The Government scientist, whose modelling bounced No10 into the original lockdown last spring, said the return of stay-at-home orders ‘certainly might be possible’ if the mutant strain threatens to overwhelm the NHS.
He told the BBC Radio 4 Today programme: ‘There is a rationale, just epidemiologically, to try and slow this down, to buy us more time principally to get boosters into people’s arms because we do think people who are boosted will have the best level of protection possible, but also to buy us more time to really better characterise the threat.’
Asked outright if a lockdown could be reimposed, he said: ‘Clearly if the consensus is it’s highly likely that the NHS is overwhelmed then it will be for the Government to decide what to do about that but it’s a difficult situation to be in of course. It certainly might be possible at the current time.’
It is unclear how the British public would react to social restrictions over Christmas after fresh allegations surfaced this week that Boris Johnson held a rule-breaking lockdown party in Downing Street last December, when millions of Britons were unable to visit loved ones.
According to reports, No10 is already drawing up new plans for Britons to work from home and for offices to be closed in an attempt to avoid bringing in harsher Christmas curbs.
Mr Johnson and his chief scientists are said to have given a ‘sobering’ Omicron briefing to Cabinet yesterday in an effort to soften up ministers for tougher curbs.

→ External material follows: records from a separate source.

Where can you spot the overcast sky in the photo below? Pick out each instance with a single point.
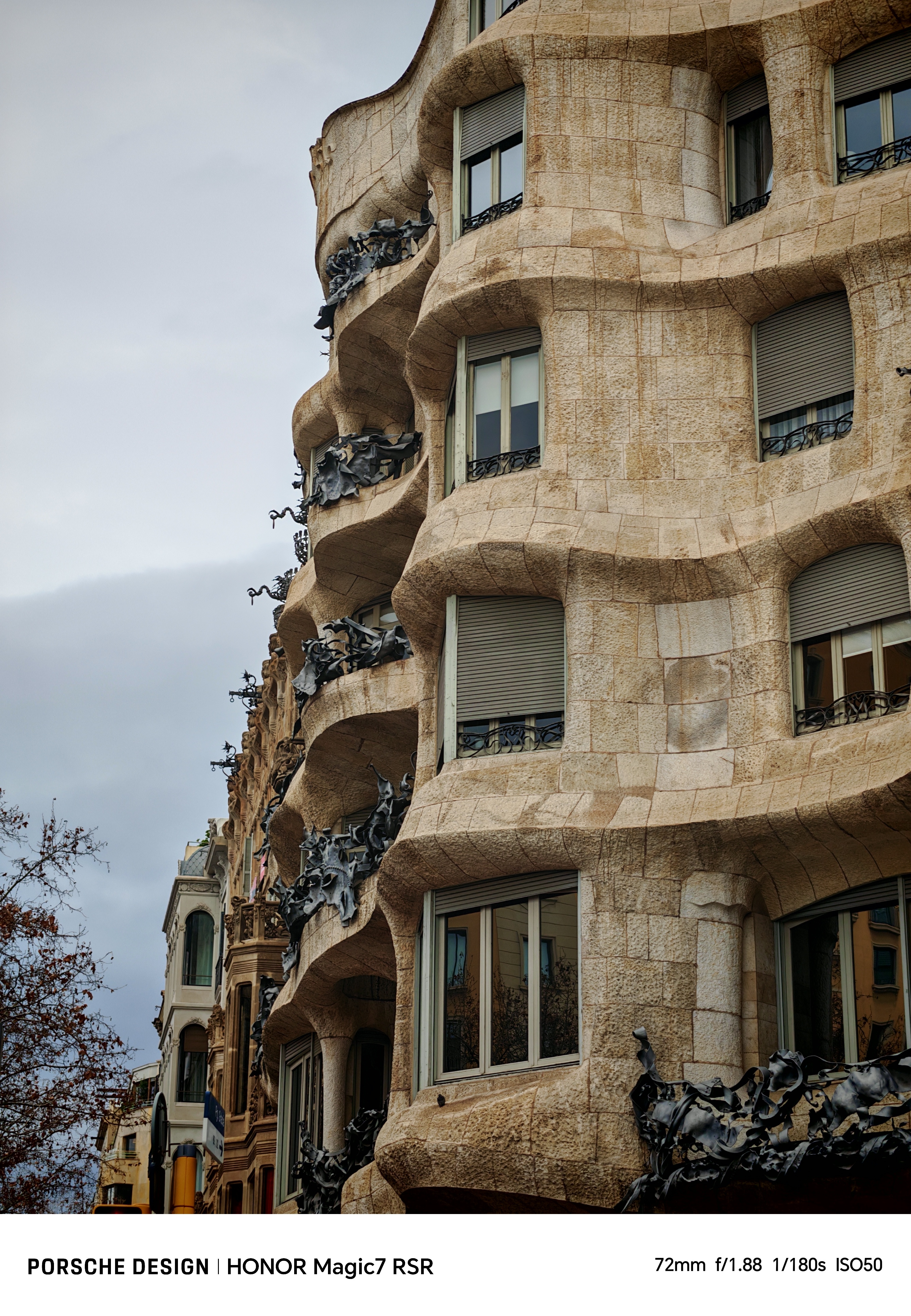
(157, 299)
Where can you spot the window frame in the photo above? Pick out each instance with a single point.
(431, 965)
(784, 965)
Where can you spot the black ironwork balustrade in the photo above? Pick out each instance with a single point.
(852, 708)
(711, 1134)
(494, 213)
(752, 207)
(385, 243)
(860, 164)
(324, 1174)
(510, 739)
(808, 436)
(337, 865)
(504, 464)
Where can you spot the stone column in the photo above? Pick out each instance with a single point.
(719, 902)
(335, 1066)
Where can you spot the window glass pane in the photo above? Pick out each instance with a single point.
(509, 1010)
(560, 976)
(863, 126)
(818, 673)
(897, 652)
(879, 989)
(817, 986)
(511, 180)
(752, 147)
(858, 659)
(488, 410)
(461, 1042)
(902, 114)
(525, 378)
(480, 186)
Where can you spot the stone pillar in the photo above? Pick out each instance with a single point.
(335, 1066)
(719, 902)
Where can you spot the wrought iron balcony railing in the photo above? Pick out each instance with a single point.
(860, 164)
(509, 739)
(494, 213)
(752, 207)
(504, 464)
(852, 708)
(808, 436)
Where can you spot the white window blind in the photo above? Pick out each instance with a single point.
(748, 98)
(492, 122)
(510, 659)
(805, 354)
(883, 64)
(864, 584)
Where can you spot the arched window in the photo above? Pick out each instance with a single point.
(191, 1069)
(198, 940)
(851, 638)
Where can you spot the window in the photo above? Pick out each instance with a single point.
(507, 693)
(198, 944)
(486, 12)
(299, 1102)
(805, 376)
(496, 424)
(851, 638)
(873, 107)
(748, 149)
(481, 1011)
(843, 968)
(490, 139)
(243, 1045)
(191, 1064)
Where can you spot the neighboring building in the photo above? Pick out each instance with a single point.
(652, 563)
(124, 1143)
(191, 926)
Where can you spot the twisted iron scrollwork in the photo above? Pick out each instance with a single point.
(504, 464)
(360, 461)
(808, 436)
(860, 164)
(230, 764)
(494, 213)
(852, 708)
(709, 1134)
(752, 207)
(510, 739)
(269, 990)
(361, 648)
(336, 865)
(251, 695)
(323, 1174)
(385, 243)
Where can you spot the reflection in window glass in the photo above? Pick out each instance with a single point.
(863, 126)
(509, 1030)
(461, 1043)
(560, 976)
(488, 410)
(817, 989)
(525, 402)
(879, 988)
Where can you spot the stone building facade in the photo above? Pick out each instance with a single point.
(651, 564)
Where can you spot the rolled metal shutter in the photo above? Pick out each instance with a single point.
(493, 120)
(805, 354)
(859, 585)
(748, 98)
(504, 343)
(510, 659)
(883, 64)
(452, 899)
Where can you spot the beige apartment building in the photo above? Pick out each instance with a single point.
(649, 555)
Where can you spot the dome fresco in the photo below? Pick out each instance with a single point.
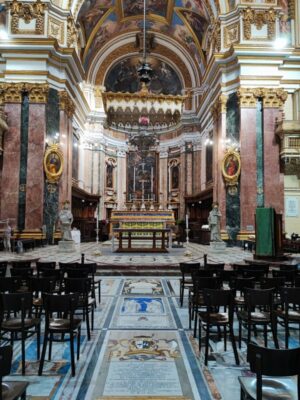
(123, 77)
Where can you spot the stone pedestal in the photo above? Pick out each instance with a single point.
(217, 247)
(66, 246)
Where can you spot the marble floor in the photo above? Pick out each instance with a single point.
(141, 346)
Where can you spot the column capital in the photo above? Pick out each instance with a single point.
(219, 106)
(66, 103)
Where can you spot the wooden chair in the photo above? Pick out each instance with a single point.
(290, 313)
(258, 311)
(186, 278)
(214, 300)
(22, 322)
(10, 390)
(279, 366)
(65, 304)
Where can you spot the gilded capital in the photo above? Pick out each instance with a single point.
(247, 98)
(27, 12)
(66, 103)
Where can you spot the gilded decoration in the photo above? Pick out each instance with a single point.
(219, 106)
(12, 92)
(72, 33)
(259, 19)
(27, 12)
(231, 169)
(272, 98)
(56, 30)
(231, 34)
(66, 103)
(53, 163)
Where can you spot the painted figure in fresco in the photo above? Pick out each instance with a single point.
(66, 219)
(231, 166)
(214, 220)
(7, 237)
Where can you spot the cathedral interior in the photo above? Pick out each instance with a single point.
(150, 107)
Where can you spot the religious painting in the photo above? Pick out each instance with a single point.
(123, 77)
(197, 23)
(231, 168)
(133, 8)
(175, 177)
(141, 176)
(91, 12)
(53, 163)
(2, 16)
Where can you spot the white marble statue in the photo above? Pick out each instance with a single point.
(65, 219)
(214, 220)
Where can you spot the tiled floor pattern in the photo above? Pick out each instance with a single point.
(141, 345)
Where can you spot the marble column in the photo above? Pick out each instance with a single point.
(11, 163)
(273, 178)
(248, 182)
(65, 135)
(35, 173)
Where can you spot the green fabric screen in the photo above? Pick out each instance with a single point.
(264, 231)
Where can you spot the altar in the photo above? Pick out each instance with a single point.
(134, 229)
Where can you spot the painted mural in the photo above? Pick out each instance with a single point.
(123, 77)
(197, 23)
(141, 175)
(132, 8)
(2, 16)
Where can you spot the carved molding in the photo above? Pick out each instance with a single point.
(12, 92)
(72, 32)
(231, 34)
(272, 98)
(56, 30)
(219, 106)
(27, 12)
(66, 103)
(259, 18)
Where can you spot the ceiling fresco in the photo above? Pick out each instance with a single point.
(123, 77)
(185, 21)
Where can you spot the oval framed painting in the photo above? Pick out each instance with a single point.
(53, 163)
(231, 167)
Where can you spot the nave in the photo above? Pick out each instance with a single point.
(141, 346)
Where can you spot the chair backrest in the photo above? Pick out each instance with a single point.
(43, 285)
(259, 297)
(273, 362)
(215, 267)
(188, 268)
(21, 264)
(6, 353)
(290, 295)
(15, 302)
(9, 284)
(23, 273)
(268, 283)
(64, 303)
(78, 285)
(45, 265)
(77, 272)
(3, 271)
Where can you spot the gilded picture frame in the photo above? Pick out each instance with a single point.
(53, 163)
(231, 167)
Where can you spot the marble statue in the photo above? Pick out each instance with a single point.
(7, 237)
(214, 219)
(66, 219)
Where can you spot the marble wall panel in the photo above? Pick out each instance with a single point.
(273, 179)
(11, 164)
(35, 173)
(248, 165)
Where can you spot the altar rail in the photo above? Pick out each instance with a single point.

The booster scheme already appears to be stalling with fewer than 330,000 delivered across Britain yesterday and just 380,000 administered each day on average. At the current rate, all eligible adults will not be boosted until February 10.

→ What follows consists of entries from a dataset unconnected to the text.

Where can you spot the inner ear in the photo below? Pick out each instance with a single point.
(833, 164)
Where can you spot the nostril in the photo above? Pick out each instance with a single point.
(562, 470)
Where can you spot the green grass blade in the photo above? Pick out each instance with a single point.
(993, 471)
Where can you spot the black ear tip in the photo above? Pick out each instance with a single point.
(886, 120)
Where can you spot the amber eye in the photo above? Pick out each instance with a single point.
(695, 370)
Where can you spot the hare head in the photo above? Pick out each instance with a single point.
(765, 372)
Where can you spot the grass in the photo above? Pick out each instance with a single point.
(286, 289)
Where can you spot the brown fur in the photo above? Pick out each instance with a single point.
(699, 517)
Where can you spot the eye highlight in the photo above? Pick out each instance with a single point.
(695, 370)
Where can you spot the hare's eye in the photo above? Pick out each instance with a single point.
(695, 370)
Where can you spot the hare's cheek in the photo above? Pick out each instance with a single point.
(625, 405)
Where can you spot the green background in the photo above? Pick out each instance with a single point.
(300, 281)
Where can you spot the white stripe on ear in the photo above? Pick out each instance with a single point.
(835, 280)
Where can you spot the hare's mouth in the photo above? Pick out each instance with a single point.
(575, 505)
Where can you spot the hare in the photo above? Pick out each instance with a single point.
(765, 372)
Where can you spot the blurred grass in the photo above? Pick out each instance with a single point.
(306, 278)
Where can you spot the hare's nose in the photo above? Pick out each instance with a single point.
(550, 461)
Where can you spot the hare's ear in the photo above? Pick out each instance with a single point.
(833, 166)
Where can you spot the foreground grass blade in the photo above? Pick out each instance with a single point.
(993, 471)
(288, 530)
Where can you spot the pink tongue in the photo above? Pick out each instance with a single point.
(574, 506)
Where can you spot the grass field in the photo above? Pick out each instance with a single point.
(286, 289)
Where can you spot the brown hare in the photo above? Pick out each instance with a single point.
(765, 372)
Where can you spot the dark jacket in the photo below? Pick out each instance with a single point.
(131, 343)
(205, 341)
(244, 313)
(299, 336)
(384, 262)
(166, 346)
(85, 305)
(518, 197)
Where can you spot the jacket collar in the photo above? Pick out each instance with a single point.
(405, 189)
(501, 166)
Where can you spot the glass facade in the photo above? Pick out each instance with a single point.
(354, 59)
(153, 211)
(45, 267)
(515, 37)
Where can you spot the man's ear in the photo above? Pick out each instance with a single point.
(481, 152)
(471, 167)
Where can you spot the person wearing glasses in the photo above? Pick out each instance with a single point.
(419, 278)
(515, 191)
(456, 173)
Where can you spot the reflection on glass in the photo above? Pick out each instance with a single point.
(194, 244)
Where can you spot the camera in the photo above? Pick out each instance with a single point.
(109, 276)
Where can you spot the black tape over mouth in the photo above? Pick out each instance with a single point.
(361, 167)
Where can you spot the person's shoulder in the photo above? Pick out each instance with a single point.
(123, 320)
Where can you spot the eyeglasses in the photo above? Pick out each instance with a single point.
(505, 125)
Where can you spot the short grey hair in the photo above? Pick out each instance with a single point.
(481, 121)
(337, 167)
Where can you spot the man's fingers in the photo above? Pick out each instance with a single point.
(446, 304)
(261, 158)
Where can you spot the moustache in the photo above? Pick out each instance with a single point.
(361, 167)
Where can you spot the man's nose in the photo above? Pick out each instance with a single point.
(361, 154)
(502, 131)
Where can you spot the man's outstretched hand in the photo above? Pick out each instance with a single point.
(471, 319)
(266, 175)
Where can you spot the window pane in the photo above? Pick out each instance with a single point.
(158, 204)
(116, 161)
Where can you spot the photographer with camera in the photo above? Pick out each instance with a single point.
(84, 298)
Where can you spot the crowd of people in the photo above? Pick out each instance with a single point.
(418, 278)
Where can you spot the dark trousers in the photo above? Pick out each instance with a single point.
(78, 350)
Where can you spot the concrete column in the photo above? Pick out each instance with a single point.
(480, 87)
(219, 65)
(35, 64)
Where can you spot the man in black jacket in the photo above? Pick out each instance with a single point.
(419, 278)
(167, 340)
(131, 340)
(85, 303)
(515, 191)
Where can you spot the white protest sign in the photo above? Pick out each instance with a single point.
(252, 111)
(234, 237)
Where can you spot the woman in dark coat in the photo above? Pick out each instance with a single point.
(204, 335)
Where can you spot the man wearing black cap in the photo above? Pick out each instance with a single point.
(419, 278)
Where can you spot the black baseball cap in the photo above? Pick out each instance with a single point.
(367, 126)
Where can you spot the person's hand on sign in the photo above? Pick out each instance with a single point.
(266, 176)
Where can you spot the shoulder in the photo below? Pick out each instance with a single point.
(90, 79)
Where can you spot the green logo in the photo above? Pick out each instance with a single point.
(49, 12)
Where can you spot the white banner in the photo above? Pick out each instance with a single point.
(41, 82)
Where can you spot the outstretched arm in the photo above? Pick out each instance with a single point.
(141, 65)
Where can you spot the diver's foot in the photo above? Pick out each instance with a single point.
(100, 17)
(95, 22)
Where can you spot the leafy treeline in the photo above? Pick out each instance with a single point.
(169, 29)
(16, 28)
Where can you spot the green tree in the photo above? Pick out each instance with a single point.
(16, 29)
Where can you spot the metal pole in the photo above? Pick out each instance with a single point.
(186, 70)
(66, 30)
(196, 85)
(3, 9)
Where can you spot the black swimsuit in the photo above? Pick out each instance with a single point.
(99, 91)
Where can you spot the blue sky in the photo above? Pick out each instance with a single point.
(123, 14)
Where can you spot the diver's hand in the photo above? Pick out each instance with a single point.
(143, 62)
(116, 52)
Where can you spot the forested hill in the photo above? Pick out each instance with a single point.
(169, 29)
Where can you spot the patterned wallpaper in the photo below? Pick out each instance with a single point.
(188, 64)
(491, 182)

Fewer booster jabs were given in England this weekend than before Mr Johnson and Mr Javid made their promise to ramp up the programme.

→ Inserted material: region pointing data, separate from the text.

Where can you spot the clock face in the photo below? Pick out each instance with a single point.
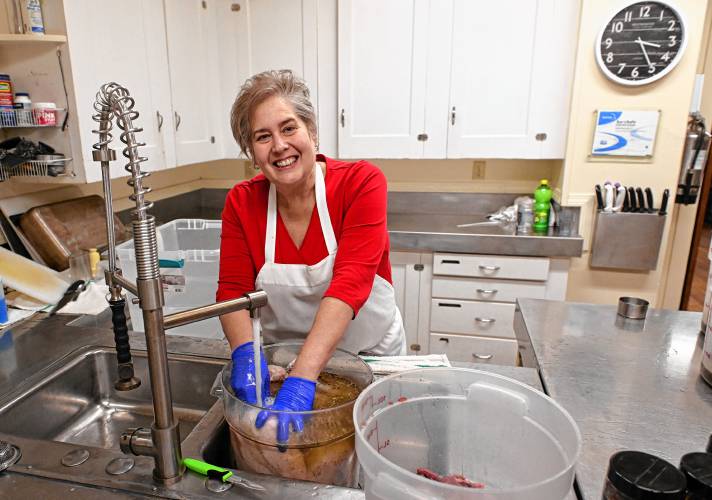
(641, 43)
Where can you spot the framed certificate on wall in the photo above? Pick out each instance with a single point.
(625, 133)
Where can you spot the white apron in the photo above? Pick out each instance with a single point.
(294, 292)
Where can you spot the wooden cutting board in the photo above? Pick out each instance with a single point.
(31, 278)
(59, 229)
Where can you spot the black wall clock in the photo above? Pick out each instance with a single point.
(641, 42)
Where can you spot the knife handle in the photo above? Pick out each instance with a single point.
(663, 202)
(649, 200)
(206, 469)
(631, 197)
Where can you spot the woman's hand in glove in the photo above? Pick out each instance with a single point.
(296, 394)
(243, 379)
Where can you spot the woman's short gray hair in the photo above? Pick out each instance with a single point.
(261, 87)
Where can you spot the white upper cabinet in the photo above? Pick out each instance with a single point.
(262, 35)
(455, 79)
(129, 50)
(382, 70)
(512, 62)
(191, 34)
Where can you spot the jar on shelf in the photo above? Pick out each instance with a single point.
(23, 109)
(45, 114)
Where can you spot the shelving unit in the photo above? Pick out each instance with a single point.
(20, 118)
(25, 39)
(36, 168)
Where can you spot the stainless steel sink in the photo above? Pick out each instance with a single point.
(76, 401)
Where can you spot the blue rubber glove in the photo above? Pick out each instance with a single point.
(296, 394)
(243, 379)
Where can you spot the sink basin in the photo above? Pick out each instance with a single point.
(77, 403)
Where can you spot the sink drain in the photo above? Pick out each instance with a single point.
(75, 457)
(9, 455)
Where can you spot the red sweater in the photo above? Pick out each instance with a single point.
(356, 194)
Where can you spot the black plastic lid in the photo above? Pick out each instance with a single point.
(645, 477)
(697, 468)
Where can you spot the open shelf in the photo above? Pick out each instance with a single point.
(38, 39)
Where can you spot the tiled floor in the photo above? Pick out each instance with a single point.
(702, 265)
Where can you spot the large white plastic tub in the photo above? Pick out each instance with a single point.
(494, 430)
(197, 243)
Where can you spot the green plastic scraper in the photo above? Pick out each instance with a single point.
(224, 475)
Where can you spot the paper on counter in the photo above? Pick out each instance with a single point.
(381, 365)
(91, 301)
(15, 315)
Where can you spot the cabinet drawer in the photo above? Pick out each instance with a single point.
(472, 318)
(474, 349)
(487, 289)
(487, 266)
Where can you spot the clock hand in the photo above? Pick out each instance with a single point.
(645, 52)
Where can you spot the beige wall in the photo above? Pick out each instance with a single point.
(671, 95)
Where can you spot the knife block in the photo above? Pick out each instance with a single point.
(627, 240)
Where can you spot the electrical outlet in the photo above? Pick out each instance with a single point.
(478, 170)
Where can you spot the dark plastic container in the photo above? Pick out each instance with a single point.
(697, 468)
(634, 475)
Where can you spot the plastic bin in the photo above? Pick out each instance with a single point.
(195, 242)
(517, 441)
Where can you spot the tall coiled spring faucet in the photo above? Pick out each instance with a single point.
(162, 440)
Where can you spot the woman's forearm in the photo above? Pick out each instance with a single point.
(332, 320)
(237, 327)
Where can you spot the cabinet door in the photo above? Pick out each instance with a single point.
(251, 43)
(382, 77)
(406, 284)
(191, 33)
(129, 50)
(510, 80)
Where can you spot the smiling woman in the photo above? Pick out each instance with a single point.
(311, 232)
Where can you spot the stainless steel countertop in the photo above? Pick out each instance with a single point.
(628, 384)
(39, 341)
(428, 222)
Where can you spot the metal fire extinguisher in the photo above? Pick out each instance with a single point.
(694, 158)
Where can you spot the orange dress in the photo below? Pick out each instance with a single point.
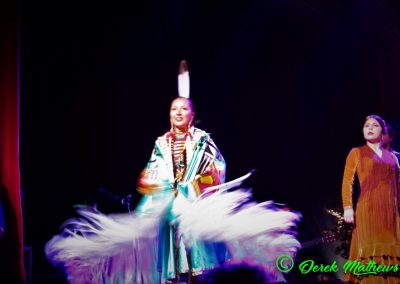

Labour’s shadow health secretary West Streeting slammed No10 for being ‘stuck in first gear’ with the rollout.
He told MailOnline: ‘We want the Government to succeed, but the truth is they’ve been stuck in first gear on the booster roll-out.
‘Let’s hope they’ve finally got a grip and that the latest promises come to fruition. I’m encouraging everyone to get the jab as soon they’re eligible.’
Britons aged 40 and over who had their second jab three months ago are able to book their booster shot from today.
The national booking system has been updated to allow eligible people aged over 40 or in a high-risk group in England to book from today. People will be able to book a month in advance, two months after their second dose.
Younger people will be invited to book their booster in the coming weeks, as officials increase eligibility in five-year age bands.
The NHS will send Covid ‘booster buses’ to retail parks to offer jabs to Christmas shoppers under plans to accelerate the programme. Health chiefs hope the mobile vaccine clinics will help them hit their target of vaccinating 3.5million a week.
The Health Service will make it as easy as possible to get the jab from the likes of pharmacies, churches or shopping centres.
A health source said: ‘We appreciate people are busy in the run-up to Christmas but it is vitally important they get their booster vaccine as soon as they are eligible for it.
‘We will be offering vaccines in thousands of locations and want to make it as easy to get a jab as it is to buy a turkey or Christmas present.’
The NHS is launching a recruitment drive, asking for paid staff and volunteers join the vaccination programme.
Some 10,000 new roles are being advertised, including vaccinators, admin staff and healthcare support workers.
The NHS is also working with the Royal Voluntary Service and St John, to drum up the support of more than 42,000 volunteers.